End-of-Life Oncology is a new occasional column in The ASCO Post that will explore how to ensure the care received by terminally ill patients is in alignment with their end-of-life goals and wishes. In this inaugural installment, The ASCO Post talked with Lillie D. Shockney, RN, BS, MAS, HON-ONN-CG, about how the Metastatic Breast Cancer Retreat helps patients with advanced breast cancer prepare for death while still living their best life possible for as long as possible.
Despite the burgeoning “death positive” movement, spurred by a new openness to discuss death and dying in popular places such as death cafes, which have quickly spread across the globe—there are nearly 5,000 death cafes in the United States alone1—death is still a thorny topic for many patients facing terminal cancer. Raising the issue of goals of care as cancer becomes advanced and cure less likely is also challenging for oncologists, who likely did not receive specific skills-based training in how to initiate these difficult conversations and may be uncomfortable doing so. However, not having these important conversations only intensifies the fear and isolation many patients feel as their disease progresses and treatment options dwindle, according to Lillie D. Shockney, RN, BS, MAS,HON-ONN-CG, the University Distinguished Service Professor of Breast Cancer and Professor of Surgery at Johns Hopkins University School of Medicine, and former Administrative Director of Breast Cancer and Director of Cancer Survivorship Programs at Johns Hopkins.
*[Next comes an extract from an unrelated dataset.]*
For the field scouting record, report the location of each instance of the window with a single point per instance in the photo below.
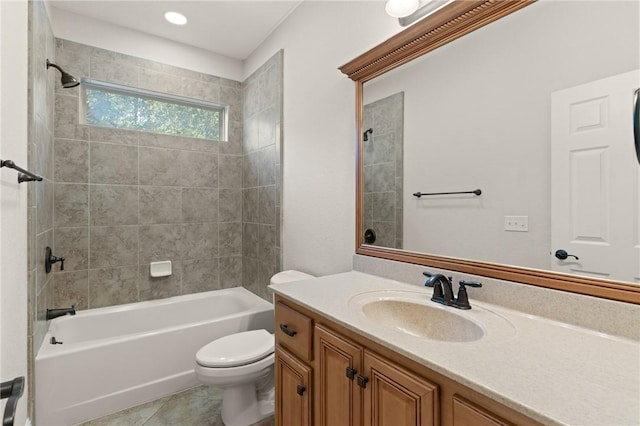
(121, 107)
Lillie D. Shockney, RN, BS, MAS, HON-ONN-CG
Nearly 12 years ago, Professor Shockney, a two-time breast cancer survivor, developed the Metastatic Breast Cancer Retreat for patients with stage IV disease and their spouses or female caregivers. It is intended to provide a safe haven where patients can express their end-of-life wishes, find support, examine their worst fears (including fear of the dying process), and accomplish significant short-term goals to gain control over their lives.
The 3-day, 2-night retreat has generated so much interest throughout the metastatic breast cancer community that, in addition to the semiannual retreats she organizes for Johns Hopkins, Professor Shockney now helps launch similar weekend retreats for cancer centers in more that 10 states nationwide. Her pioneering work to improve the lives of patients with advanced breast cancer has earned her numerous awards. Most recently, Professor Shockney received the WebMD Health Heroes Caregiver Award (see “WebMD Recognizes Several Cancer Innovators With Its Heath Heroes Award,” in the March 25, 2019, issue of The ASCO Post), the National Breast Cancer Foundation Lifetime Achievement Award, and the Academy of Oncology Nurse Navigators (AONN+) named its Lifetime Achievement Award after her. She has also been inducted into the Maryland Women’s Hall of Fame, which honors women who have made a significant and lasting contribution in medicine, philanthropy, or science and was chosen by Johnson & Johnson as the Most Amazing Nurse in America.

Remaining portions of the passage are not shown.